More than 700-unit Qdoba is being sold to Apollo Global Management, LLC, for about $305 million in cash, Jack in the Box announced Tuesday.
Qdoba is a subsidiary of Jack in the Box, which has owned the fast casual Mexican chain for 14 years, and has grown it by more than 600 units to the 47-state, $800 million system it is today. The transaction is expected to close by April 2018.
Jack in the Box said it expects to use the net cash proceeds to retire outstanding debt under its term loan and bolster shareholder value. Shares of Jack in the Box were halted on the stock market pending the news, but were up more than 3 percent in premarket trading Tuesday.
“For the past several months, we have worked closely with our financial advisers and evaluated various strategic alternatives with respect to Qdoba, including a sale or spin-off, as well as opportunities to refranchise company restaurants,” Lenny Comma, Jack in the Box chairman and CEO, said in a statement. “Following the completion of this robust process, our board of directors has determined that the sale of Qdoba is the best alternative for enhancing shareholder value and is consistent with the company’s desire to transition to a less capital-intensive business model.”
Rumors of this deal have circulated for several weeks. The New York Post reported in early November that Apollo was emerging as the top takeover target for Qdoba. Apollo is the same firm that made billions off CKE Restaurants, the parent company of Carl’s Jr. and Hardee’s, before dealing the brands to Roark Capital in 2013. It took Chuck E. Cheese private for $1.3 billion in 2014. Later in the month, Reuters said Apollo was nearing a $300 million deal for Qdoba.
When Jack in the Box acquired Qdoba in 2003, the chain had 85 locations in 16 states with $65 million in systemwide sales.
“Over the past 14 years, net units have grown at a compound annual growth rate of 16 percent,” Comma added. “Today, Qdoba is the second largest fast-casual Mexican food brand in the U.S., with more than 700 locations in 47 states, the District of Columbia and Canada, and system-wide sales of more than $820 million in fiscal 2017.”
Apollo senior partner Lance Milken commented on the deal in a statement.
“We are extremely excited to be acquiring Qdoba and look forward to working with the management team, employees and franchisees to continue building the Qdoba brand.

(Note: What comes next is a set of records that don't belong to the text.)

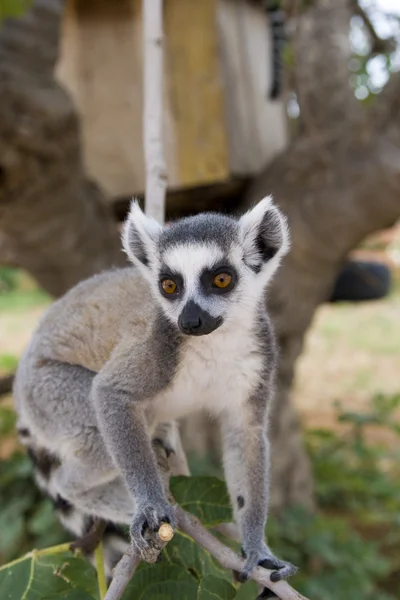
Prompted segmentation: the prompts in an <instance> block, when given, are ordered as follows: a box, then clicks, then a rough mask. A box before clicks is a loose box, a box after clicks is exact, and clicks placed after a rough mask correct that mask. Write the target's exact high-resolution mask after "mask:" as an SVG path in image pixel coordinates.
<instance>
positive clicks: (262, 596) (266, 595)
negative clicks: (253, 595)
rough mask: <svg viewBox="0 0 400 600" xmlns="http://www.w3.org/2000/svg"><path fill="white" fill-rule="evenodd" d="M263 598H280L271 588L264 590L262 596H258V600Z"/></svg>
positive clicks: (260, 599) (257, 597)
mask: <svg viewBox="0 0 400 600" xmlns="http://www.w3.org/2000/svg"><path fill="white" fill-rule="evenodd" d="M261 598H263V599H265V598H278V596H277V595H276V594H274V592H273V591H272V590H270V589H269V588H264V589H263V591H262V592H261V594H260V595H259V596H257V600H261Z"/></svg>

We are firmly committed to Qdoba’s continued growth as a leading fast-casual restaurant operator,” he said.
Jack in the Box’s stock has lost 10 percent year to date through Monday. Qdoba’s struggles have been a recurrent issue in recent quarters. In August, after the company’s third-quarter earnings, where Qdoba’s same-store sales dropped 1.1 percent and transactions fell 2.8 percent, Jack in the Box said its evaluation of potential alternatives for Qdoba was forging ahead. Jack in the Box’s earnings per share were 73 cents in the fourth quarter, 18 percent below Wall Street estimates of 89 cents, according to FactSet. Revenue missed by 0.8 percent at $339 million versus $341 million. Qdoba’s transactions fell an alarming 6.4 percent in the fourth quarter. Its same-store sales dropped 2.1 percent systemwide and 4 percent at company restaurants.
Earlier, in June, Qdoba franchisees formed the Qdoba Franchisee Association to represent and guard the interests of the operators who run 340 of the system’s 717 total restaurants in the U.S. and Canada
Jack in the Box made the deal just months after activist investors Jana Partners LLC's Barry Rosenstein and Jeff Smith's Starboard Value LP bought stakes in the company. Jana Partners took a $1.3 million share stake in Jack in the Box. The same company was involved in Whole Foods, and helped push the sale to Amazon. Once that happened, Jana sold its 8.2 percent stake for $300 million.